The 76ers should strongly consider ending Ben Simmons' season before it officially begins.
It's not as if he's going to play in a lot of games by an NBA standard, anyway.
A source confirmed Saturday that the first overall pick will have surgery this week to repair an acute fracture of the fifth metatarsal bone of his right foot and is expected to be sidelined for three months. ESPN first reported the news.
The franchise has too much invested in Simmons to even consider having him play in a season in which they will be lucky to win 25 games. The 6-foot-10, 250-pound point forward is a franchise player with the potential to be a megastar like LeBron James, Steph Curry, and Kevin Durant. So the Sixers, now more than ever, need to do everything possible to make sure that remains attainable.
An X-ray and MRI revealed the acute fracture in his right foot on Friday. A source said Simmons has a Zone 2 fracture or what is commonly called a Jones fracture. The injury occurred when he came down on Shawn Long's foot during a training camp scrimmage at Stockton University.
The typical recovery time for a Jones fracture is six to eight weeks. Teams usually add two to three weeks for recovery time. He'll be out around three months just to make sure an eager-to-play Simmons won't be rushed back.
The Sixers declined comment Saturday.
On Friday, they released only a statement that read in part: "Further medical evaluation and treatment options are being considered at this time and additional updates will be provided when appropriate."

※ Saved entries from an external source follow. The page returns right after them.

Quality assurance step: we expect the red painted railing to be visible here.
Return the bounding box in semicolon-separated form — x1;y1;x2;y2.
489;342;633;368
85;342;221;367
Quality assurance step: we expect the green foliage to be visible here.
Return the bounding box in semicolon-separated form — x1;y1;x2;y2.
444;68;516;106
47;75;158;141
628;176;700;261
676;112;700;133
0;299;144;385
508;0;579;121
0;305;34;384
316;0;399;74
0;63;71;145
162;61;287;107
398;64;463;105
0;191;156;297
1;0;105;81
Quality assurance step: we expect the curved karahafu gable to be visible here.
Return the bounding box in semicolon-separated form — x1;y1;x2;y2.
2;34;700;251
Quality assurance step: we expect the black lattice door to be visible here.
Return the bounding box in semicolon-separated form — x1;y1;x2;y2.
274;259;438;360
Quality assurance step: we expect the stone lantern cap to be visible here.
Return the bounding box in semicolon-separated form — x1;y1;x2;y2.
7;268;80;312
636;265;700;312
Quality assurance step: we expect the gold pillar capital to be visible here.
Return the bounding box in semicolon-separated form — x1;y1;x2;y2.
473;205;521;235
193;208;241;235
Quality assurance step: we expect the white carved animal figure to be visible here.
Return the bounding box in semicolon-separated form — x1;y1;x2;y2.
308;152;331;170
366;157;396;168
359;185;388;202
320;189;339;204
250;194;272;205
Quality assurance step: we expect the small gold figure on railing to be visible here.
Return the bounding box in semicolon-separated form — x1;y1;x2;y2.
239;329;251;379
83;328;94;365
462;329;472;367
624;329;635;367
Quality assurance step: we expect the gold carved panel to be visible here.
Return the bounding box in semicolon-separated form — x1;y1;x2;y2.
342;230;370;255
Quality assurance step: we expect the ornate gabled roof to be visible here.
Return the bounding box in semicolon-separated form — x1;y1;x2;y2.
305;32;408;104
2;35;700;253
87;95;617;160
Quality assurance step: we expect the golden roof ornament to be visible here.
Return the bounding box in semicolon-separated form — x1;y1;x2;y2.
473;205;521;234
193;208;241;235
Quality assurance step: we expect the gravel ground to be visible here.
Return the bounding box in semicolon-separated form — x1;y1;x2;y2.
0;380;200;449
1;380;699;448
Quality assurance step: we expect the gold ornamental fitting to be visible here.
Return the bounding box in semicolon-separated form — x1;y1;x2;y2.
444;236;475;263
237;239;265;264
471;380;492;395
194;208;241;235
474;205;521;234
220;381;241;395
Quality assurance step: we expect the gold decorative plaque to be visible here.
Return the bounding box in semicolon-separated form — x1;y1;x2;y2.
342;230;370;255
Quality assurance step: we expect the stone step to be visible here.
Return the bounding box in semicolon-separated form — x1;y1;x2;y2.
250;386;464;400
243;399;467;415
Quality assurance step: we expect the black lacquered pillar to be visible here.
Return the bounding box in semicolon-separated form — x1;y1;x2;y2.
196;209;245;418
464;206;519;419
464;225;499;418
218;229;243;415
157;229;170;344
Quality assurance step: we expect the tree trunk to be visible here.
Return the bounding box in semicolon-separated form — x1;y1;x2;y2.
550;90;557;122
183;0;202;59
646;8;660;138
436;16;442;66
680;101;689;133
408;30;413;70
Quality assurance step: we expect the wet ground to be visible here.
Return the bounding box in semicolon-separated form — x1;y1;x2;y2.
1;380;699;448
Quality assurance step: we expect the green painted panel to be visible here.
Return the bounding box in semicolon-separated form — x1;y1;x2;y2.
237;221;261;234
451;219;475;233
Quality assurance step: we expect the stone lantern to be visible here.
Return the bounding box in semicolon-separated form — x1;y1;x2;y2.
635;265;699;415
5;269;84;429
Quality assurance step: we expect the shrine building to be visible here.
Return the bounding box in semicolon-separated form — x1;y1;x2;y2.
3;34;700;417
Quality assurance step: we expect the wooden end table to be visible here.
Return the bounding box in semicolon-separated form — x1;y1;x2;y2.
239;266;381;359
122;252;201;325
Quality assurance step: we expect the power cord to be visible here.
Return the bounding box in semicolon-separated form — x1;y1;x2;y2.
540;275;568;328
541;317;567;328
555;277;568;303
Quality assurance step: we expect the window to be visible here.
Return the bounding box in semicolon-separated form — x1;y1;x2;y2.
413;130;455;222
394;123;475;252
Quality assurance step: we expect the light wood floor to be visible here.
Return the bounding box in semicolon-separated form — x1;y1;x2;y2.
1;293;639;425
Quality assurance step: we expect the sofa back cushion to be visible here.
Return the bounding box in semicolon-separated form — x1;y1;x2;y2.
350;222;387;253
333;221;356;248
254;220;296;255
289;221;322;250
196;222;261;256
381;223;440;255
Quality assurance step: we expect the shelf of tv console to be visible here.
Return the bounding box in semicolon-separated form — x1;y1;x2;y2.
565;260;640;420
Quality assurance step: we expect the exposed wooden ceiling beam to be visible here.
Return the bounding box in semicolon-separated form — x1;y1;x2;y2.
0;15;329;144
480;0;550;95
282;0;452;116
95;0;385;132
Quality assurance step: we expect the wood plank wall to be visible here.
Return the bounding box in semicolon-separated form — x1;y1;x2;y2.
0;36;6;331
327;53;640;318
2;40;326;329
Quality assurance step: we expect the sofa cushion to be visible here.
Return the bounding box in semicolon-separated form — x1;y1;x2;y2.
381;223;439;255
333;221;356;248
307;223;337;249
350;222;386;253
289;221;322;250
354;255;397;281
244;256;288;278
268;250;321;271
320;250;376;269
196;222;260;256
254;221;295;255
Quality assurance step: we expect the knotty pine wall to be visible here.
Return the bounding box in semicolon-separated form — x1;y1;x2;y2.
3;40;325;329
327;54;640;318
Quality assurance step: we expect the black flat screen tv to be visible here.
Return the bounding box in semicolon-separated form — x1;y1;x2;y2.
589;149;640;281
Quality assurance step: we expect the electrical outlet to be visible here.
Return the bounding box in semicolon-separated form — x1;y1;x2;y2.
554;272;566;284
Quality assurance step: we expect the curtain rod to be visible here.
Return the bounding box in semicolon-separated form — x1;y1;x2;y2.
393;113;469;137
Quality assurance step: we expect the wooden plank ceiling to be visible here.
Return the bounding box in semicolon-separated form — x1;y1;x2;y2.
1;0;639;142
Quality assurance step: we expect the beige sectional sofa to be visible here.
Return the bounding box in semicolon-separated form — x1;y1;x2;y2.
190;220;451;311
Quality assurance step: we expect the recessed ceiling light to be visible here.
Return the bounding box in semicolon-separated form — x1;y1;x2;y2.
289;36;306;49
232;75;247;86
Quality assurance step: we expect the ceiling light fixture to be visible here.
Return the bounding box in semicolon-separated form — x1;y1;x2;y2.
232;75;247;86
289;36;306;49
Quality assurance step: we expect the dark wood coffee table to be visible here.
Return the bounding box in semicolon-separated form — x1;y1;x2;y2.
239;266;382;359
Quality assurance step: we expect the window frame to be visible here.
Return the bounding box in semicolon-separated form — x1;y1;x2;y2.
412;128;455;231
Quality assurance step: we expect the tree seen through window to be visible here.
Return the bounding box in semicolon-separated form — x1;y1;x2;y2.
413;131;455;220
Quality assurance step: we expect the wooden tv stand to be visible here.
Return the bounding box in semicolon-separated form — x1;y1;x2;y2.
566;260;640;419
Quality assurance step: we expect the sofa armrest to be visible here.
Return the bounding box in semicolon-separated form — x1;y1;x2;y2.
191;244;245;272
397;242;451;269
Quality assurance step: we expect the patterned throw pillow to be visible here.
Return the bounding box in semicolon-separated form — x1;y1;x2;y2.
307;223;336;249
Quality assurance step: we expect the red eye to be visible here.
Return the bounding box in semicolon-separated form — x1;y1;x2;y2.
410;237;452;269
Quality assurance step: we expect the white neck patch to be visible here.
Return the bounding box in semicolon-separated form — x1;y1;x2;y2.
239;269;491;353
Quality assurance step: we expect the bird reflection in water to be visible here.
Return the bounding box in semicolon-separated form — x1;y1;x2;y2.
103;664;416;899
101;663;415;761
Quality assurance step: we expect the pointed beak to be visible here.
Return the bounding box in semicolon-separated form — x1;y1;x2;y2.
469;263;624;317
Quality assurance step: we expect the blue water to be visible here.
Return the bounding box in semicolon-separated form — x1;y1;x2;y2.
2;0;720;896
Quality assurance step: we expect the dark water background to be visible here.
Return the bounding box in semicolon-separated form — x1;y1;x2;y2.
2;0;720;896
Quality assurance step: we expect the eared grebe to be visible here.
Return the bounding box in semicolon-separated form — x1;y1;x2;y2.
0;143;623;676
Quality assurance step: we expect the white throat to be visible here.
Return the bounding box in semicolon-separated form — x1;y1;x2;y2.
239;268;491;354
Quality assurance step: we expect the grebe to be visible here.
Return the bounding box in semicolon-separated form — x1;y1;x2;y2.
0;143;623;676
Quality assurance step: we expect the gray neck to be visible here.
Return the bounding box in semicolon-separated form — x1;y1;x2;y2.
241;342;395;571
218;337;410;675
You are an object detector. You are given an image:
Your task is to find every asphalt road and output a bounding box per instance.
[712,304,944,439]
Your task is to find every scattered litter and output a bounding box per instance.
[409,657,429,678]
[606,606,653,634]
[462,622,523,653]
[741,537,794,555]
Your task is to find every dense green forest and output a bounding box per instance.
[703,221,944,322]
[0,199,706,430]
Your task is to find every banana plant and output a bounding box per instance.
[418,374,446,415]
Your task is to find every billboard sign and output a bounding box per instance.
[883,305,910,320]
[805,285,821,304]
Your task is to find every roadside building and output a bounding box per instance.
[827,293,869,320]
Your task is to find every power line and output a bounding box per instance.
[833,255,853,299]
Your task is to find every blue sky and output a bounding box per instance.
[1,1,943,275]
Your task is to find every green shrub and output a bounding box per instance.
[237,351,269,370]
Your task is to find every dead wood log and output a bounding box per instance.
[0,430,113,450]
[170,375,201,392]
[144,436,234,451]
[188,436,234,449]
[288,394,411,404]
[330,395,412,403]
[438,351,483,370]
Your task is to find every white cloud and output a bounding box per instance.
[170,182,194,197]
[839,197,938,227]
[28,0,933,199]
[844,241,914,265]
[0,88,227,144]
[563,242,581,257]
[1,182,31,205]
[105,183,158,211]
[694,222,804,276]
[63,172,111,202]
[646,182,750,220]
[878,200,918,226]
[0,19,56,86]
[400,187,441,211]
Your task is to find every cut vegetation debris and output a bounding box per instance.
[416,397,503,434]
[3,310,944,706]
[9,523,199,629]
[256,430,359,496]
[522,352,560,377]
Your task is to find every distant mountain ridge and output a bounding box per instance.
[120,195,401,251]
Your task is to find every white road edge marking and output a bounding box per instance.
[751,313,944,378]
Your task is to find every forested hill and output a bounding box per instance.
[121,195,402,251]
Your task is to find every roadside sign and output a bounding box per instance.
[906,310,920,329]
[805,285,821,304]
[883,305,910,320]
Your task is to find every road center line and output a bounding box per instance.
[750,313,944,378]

With a Jones fracture, there's a higher probability of refracturing the bone compared with a Zone 1 fracture, also known as an avulsion or "chip" fracture.
Cameron Payne may be a prime example of someone rushing back too fast from a Jones fracture.
The Oklahoma City guard suffered an acute fracture in the fifth metatarsal in his right foot Tuesday. The fracture is not related to the stress fracture Payne suffered during the season. But it makes you wonder whether he came back too soon from surgery July 25 to repair a Jones fracture.
Kevin Durant is another example. A Jones fracture was diagnosed in his right foot before the start of the 2014-15 season. He made his debut on Dec. 2, 2014 after missing the first 16 games of the season.
The injury led him to have more injuries that season and ultimately cut his year short.
He missed time later in December after injuring his ankle. Then he sprained his left big toe in January. On Feb. 22, he was sidelined after having a minor procedure to help reduce pain and discomfort in his surgically repaired foot. On March 27, he was ruled out the rest of the season after deciding to undergo foot surgery.
The overly cautious Sixers have a history of keeping players sidelined long after their expected return date. So don't rule out Simmons' missing at least half a season. They've done it before with Nerlens Noel and Joel Embiid (twice).
If there's any concern, Simmons would be better off shutting down until the 2017-18 season.
He can't afford to reinjure his foot.
Simmons' focus should be only on guaranteeing that he's 100 percent once he returns. The 20-year-old is a special player, one who has a chance to become a perennial all-star.
You don't do that by rushing back.
Right now, it doesn't matter if he takes a one-year hiatus. What matters is his health.
Based on the newfound excitement in the city, he already has put his imprint on the Sixers. This is already his team.
Simmons needs to take his time to make sure that he's totally healed - even if he has to sit out this season.